See it in action: https://jam.dev/c/abef3b43-fc76-4fb9-a6e9-803b3618bd25
Flow 4: Deploy to Production
Trigger: Manual via GitHub Actions UI, main branch only enforced.
Same workflow, “deploy-production” action. Builds with production secrets (scoped via the production GitHub Environment), tags as prod-main-<sha>, deploys to the production server. The previous deployment’s tag is preserved for rollback.
No auto-deploy, no surprises. Production is always deployed manually from the UI.
Flow 5: Rollback and Releases
Rollback — the “rollback-production” action. The operator can specify an image tag, or leave it empty to auto-rollback. The workflow queries the GitHub Deployments API filtered to environment=production only, picks the second-most-recent production deployment record, and pulls that image from GHCR. No rebuild, no guessing — the kind of recovery speed you appreciate at 11 PM on a Friday.
Release tagging — when a GitHub Release is published, dalgo-release.yml finds the production image built from that release’s commit and tags it with the version number (e.g., v1.2.0). No rebuild — just an alias so releases have clean, findable image tags in the registry.
The Deploy Action
All deploy paths (staging, production, rollback) use one shared composite action. It SSHs into the server, updates the .env with the new image tag, logs into GHCR with the ephemeral token, pulls the image, restarts the container, and logs out. Every environment deploys the exact same way — only the image tag differs.

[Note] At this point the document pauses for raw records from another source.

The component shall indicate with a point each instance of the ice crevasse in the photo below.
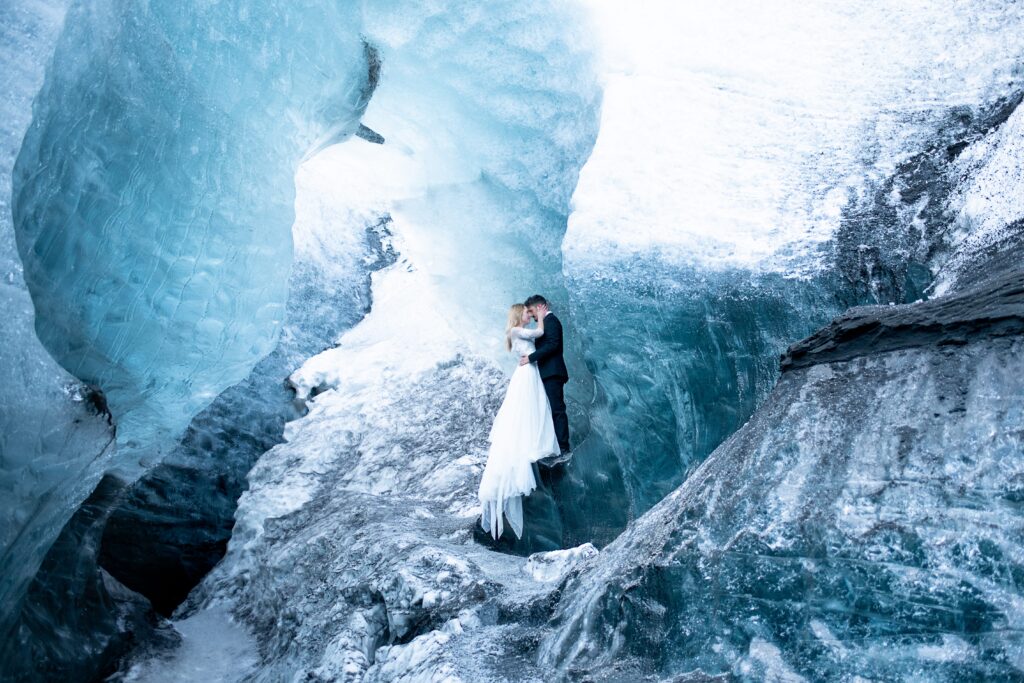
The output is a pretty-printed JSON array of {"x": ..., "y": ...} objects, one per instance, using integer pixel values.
[{"x": 715, "y": 184}]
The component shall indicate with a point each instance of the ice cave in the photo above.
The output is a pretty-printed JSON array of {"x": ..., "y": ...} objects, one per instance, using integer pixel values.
[{"x": 256, "y": 259}]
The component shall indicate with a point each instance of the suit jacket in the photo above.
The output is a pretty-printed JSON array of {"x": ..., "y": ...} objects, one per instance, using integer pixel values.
[{"x": 548, "y": 355}]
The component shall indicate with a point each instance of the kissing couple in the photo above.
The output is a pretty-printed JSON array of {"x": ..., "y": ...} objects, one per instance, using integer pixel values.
[{"x": 531, "y": 423}]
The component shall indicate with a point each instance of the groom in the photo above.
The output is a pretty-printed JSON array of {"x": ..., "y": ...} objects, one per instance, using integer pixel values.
[{"x": 548, "y": 357}]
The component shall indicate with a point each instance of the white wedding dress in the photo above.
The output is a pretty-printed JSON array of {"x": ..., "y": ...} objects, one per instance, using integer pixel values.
[{"x": 522, "y": 433}]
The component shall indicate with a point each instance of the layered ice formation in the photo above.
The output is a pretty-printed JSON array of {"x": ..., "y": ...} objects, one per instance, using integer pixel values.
[
  {"x": 696, "y": 188},
  {"x": 758, "y": 170}
]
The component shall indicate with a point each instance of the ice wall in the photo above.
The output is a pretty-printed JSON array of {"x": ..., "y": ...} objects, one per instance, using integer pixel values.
[
  {"x": 154, "y": 191},
  {"x": 863, "y": 523},
  {"x": 153, "y": 209},
  {"x": 758, "y": 170},
  {"x": 52, "y": 443}
]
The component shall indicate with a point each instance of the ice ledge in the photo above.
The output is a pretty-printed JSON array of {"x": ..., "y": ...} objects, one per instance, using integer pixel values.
[{"x": 992, "y": 308}]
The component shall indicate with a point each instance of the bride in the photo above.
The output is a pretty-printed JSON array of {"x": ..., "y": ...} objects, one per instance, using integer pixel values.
[{"x": 522, "y": 432}]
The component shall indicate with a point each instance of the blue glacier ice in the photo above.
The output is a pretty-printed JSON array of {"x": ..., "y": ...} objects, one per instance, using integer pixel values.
[
  {"x": 697, "y": 188},
  {"x": 156, "y": 229}
]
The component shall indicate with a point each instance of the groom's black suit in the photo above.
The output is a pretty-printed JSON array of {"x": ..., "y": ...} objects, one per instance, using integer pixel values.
[{"x": 551, "y": 365}]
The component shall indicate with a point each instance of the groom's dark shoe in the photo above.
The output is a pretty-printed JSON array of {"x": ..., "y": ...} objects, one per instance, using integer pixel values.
[{"x": 554, "y": 461}]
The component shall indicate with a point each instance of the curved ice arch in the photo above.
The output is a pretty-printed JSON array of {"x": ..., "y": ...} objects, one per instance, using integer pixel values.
[{"x": 154, "y": 191}]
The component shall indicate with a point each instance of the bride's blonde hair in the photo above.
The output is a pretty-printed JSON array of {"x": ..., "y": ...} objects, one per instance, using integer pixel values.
[{"x": 515, "y": 321}]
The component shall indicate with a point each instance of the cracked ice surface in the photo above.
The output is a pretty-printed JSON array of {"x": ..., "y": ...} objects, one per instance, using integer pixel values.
[
  {"x": 865, "y": 522},
  {"x": 352, "y": 555},
  {"x": 734, "y": 135},
  {"x": 52, "y": 446}
]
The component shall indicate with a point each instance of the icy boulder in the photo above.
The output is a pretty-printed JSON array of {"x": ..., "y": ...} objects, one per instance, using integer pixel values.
[
  {"x": 352, "y": 556},
  {"x": 53, "y": 442},
  {"x": 864, "y": 522},
  {"x": 758, "y": 171},
  {"x": 154, "y": 191}
]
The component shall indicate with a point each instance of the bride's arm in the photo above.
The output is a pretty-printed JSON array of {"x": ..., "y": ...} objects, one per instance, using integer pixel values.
[{"x": 524, "y": 333}]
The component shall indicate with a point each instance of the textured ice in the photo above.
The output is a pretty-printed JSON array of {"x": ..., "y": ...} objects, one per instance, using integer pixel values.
[
  {"x": 156, "y": 227},
  {"x": 864, "y": 522},
  {"x": 52, "y": 444},
  {"x": 734, "y": 135},
  {"x": 988, "y": 201},
  {"x": 759, "y": 170},
  {"x": 153, "y": 542}
]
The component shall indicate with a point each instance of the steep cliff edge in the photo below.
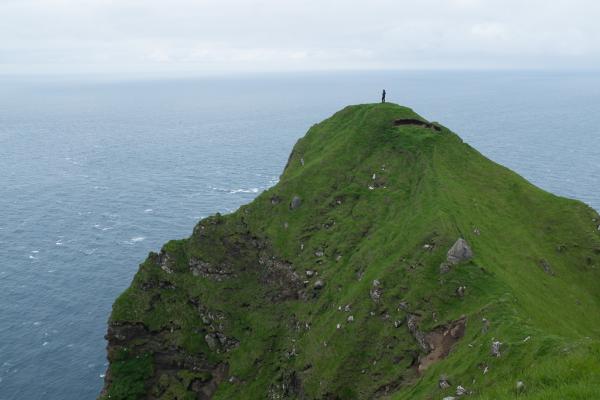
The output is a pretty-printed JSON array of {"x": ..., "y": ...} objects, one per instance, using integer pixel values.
[{"x": 392, "y": 261}]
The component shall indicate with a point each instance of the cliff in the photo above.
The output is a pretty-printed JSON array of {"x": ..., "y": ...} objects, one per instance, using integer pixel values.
[{"x": 391, "y": 260}]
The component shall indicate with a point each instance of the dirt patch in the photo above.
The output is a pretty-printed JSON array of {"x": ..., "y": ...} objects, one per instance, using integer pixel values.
[
  {"x": 418, "y": 122},
  {"x": 440, "y": 342}
]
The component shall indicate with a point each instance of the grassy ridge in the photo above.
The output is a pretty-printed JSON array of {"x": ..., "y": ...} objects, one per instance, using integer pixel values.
[{"x": 383, "y": 202}]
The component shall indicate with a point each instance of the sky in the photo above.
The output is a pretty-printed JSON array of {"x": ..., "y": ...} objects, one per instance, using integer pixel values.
[{"x": 233, "y": 36}]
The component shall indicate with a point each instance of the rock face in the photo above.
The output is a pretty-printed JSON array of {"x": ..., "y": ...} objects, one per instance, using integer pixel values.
[
  {"x": 337, "y": 295},
  {"x": 295, "y": 203}
]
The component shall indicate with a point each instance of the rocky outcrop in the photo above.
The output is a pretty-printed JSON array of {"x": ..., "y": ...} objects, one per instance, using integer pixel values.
[{"x": 459, "y": 252}]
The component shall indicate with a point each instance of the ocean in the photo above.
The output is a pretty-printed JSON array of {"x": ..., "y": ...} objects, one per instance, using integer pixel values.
[{"x": 97, "y": 172}]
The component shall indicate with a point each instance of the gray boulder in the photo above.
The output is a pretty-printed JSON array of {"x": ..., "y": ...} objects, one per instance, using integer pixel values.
[
  {"x": 295, "y": 203},
  {"x": 459, "y": 252}
]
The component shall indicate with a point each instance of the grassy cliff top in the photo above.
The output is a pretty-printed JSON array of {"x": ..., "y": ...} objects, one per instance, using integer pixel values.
[{"x": 337, "y": 284}]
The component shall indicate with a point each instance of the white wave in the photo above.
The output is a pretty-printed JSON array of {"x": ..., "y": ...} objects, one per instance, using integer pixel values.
[{"x": 252, "y": 190}]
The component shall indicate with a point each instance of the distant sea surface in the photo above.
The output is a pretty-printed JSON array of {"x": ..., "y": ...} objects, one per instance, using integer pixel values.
[{"x": 95, "y": 174}]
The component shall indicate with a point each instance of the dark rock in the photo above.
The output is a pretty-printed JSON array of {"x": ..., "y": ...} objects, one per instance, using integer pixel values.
[
  {"x": 545, "y": 266},
  {"x": 376, "y": 291},
  {"x": 459, "y": 252},
  {"x": 443, "y": 383},
  {"x": 210, "y": 271}
]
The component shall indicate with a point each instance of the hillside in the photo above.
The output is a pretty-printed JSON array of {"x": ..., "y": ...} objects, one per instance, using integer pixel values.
[{"x": 391, "y": 261}]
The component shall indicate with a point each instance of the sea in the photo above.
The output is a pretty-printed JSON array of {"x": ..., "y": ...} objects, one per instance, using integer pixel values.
[{"x": 95, "y": 172}]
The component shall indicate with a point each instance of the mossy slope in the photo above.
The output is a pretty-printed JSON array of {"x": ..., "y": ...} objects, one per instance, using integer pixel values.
[{"x": 233, "y": 312}]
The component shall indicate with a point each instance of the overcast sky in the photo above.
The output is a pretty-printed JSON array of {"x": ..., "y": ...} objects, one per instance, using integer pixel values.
[{"x": 208, "y": 36}]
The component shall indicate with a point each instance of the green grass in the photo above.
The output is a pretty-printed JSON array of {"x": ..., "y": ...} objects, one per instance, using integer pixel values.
[{"x": 398, "y": 188}]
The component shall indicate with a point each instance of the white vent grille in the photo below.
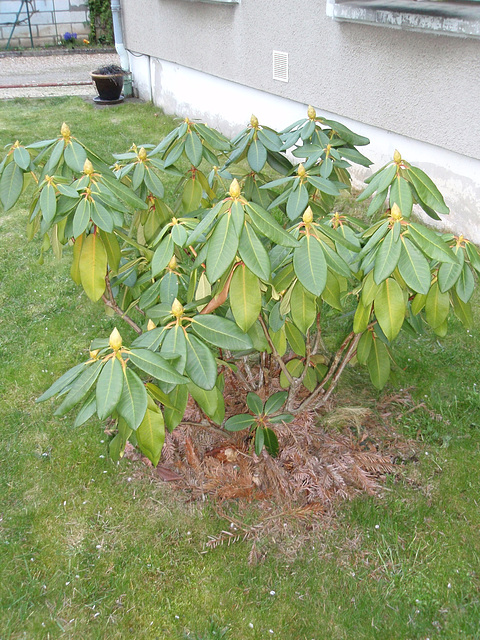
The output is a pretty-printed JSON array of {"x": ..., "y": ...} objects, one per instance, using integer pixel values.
[{"x": 280, "y": 66}]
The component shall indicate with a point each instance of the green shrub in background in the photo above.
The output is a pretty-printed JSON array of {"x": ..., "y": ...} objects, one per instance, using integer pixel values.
[
  {"x": 226, "y": 285},
  {"x": 101, "y": 23}
]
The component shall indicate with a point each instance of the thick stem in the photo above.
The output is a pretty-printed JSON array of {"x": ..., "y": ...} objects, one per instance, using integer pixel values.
[
  {"x": 274, "y": 351},
  {"x": 110, "y": 302}
]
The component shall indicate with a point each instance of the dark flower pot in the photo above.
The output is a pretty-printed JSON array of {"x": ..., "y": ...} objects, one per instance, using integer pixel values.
[{"x": 109, "y": 87}]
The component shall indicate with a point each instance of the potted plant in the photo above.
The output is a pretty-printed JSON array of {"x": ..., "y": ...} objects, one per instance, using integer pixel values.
[{"x": 109, "y": 83}]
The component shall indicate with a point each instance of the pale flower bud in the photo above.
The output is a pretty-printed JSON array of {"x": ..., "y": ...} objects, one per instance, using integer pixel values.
[
  {"x": 177, "y": 309},
  {"x": 308, "y": 216},
  {"x": 234, "y": 190},
  {"x": 115, "y": 340},
  {"x": 395, "y": 212},
  {"x": 65, "y": 130},
  {"x": 87, "y": 167}
]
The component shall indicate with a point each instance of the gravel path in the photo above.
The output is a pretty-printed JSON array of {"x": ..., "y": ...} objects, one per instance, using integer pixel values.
[{"x": 20, "y": 76}]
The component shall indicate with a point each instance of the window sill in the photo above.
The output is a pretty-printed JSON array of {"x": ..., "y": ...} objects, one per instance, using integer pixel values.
[{"x": 452, "y": 18}]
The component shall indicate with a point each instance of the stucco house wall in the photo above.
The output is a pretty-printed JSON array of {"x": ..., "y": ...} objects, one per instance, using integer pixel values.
[
  {"x": 49, "y": 19},
  {"x": 417, "y": 90}
]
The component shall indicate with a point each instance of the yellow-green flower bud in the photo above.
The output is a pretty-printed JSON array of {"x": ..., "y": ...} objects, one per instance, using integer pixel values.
[
  {"x": 308, "y": 216},
  {"x": 87, "y": 167},
  {"x": 65, "y": 131},
  {"x": 395, "y": 212},
  {"x": 177, "y": 309},
  {"x": 115, "y": 340},
  {"x": 234, "y": 190}
]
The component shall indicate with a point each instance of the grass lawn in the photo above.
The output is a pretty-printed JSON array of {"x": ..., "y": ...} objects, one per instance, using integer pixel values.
[{"x": 90, "y": 549}]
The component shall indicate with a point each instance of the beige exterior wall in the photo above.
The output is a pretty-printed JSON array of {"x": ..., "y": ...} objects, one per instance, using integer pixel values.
[{"x": 421, "y": 85}]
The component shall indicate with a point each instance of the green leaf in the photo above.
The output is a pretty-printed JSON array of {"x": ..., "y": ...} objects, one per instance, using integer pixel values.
[
  {"x": 133, "y": 401},
  {"x": 222, "y": 248},
  {"x": 192, "y": 195},
  {"x": 271, "y": 442},
  {"x": 310, "y": 265},
  {"x": 193, "y": 148},
  {"x": 269, "y": 227},
  {"x": 62, "y": 383},
  {"x": 401, "y": 195},
  {"x": 156, "y": 365},
  {"x": 162, "y": 256},
  {"x": 275, "y": 402},
  {"x": 437, "y": 306},
  {"x": 387, "y": 257},
  {"x": 259, "y": 440},
  {"x": 173, "y": 414},
  {"x": 239, "y": 422},
  {"x": 361, "y": 317},
  {"x": 324, "y": 185},
  {"x": 413, "y": 267},
  {"x": 21, "y": 157},
  {"x": 109, "y": 388},
  {"x": 93, "y": 266},
  {"x": 389, "y": 308},
  {"x": 431, "y": 243},
  {"x": 297, "y": 202},
  {"x": 449, "y": 272},
  {"x": 75, "y": 156},
  {"x": 221, "y": 332},
  {"x": 112, "y": 248},
  {"x": 295, "y": 339},
  {"x": 153, "y": 183},
  {"x": 257, "y": 155},
  {"x": 80, "y": 387},
  {"x": 81, "y": 217},
  {"x": 427, "y": 191},
  {"x": 48, "y": 202},
  {"x": 11, "y": 185},
  {"x": 303, "y": 307},
  {"x": 253, "y": 253},
  {"x": 150, "y": 435},
  {"x": 201, "y": 366},
  {"x": 465, "y": 284},
  {"x": 101, "y": 217},
  {"x": 378, "y": 364},
  {"x": 364, "y": 345},
  {"x": 254, "y": 403},
  {"x": 245, "y": 297},
  {"x": 463, "y": 311}
]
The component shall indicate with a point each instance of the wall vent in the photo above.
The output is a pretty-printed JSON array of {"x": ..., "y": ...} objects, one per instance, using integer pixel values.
[{"x": 280, "y": 66}]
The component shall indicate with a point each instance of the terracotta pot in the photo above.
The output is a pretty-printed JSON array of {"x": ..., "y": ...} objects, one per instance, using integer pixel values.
[{"x": 109, "y": 87}]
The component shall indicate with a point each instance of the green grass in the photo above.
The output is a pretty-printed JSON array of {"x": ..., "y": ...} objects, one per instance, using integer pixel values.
[{"x": 90, "y": 549}]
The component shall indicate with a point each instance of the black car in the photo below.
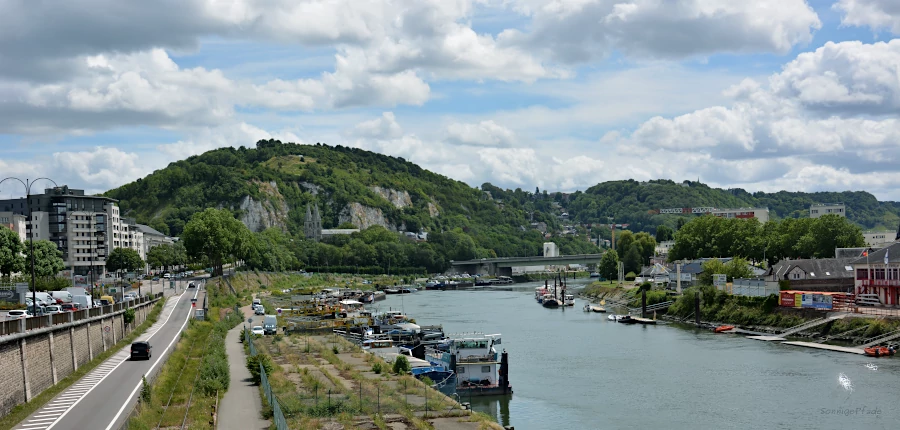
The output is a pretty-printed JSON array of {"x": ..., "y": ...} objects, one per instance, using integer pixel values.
[{"x": 140, "y": 349}]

Images follow the pattern <env>-<branch>-<sha> (e.g., staging-main-5e5bee6, prod-main-def5678). The SHA comes from the triggering commit, giving full traceability from any running container back to the exact code.
What Changed
| Before | After |
|---|---|
The full webapp repo with node_modules used to take up ~1.7 GB on the machine | The Docker image that actually runs webapp is now 225 MB |
| Build on EC2, server crashes | Build on GitHub runners, server only pulls images |
| Stop Prefect/Gunicorn before deploying | No need to stop prefect |
| SSH and manual checkout for feature branches | One-click feature branch deploy from GitHub UI |
| CI and CD race each other | CI gates CD — deploy only after tests pass |
| No rollback mechanism | Instant rollback to previous image, no rebuild |
| No visibility into what’s deployed | Deployment state tracked in GitHub Environments |
The server no longer builds anything — it just pulls and runs containers. Deployments are traceable, rollbacks are instant, feature branch testing is a dropdown menu away, and nobody has to SSH in and stop Prefect before hitting build. Merging to main and seeing it live on staging in minutes — finally.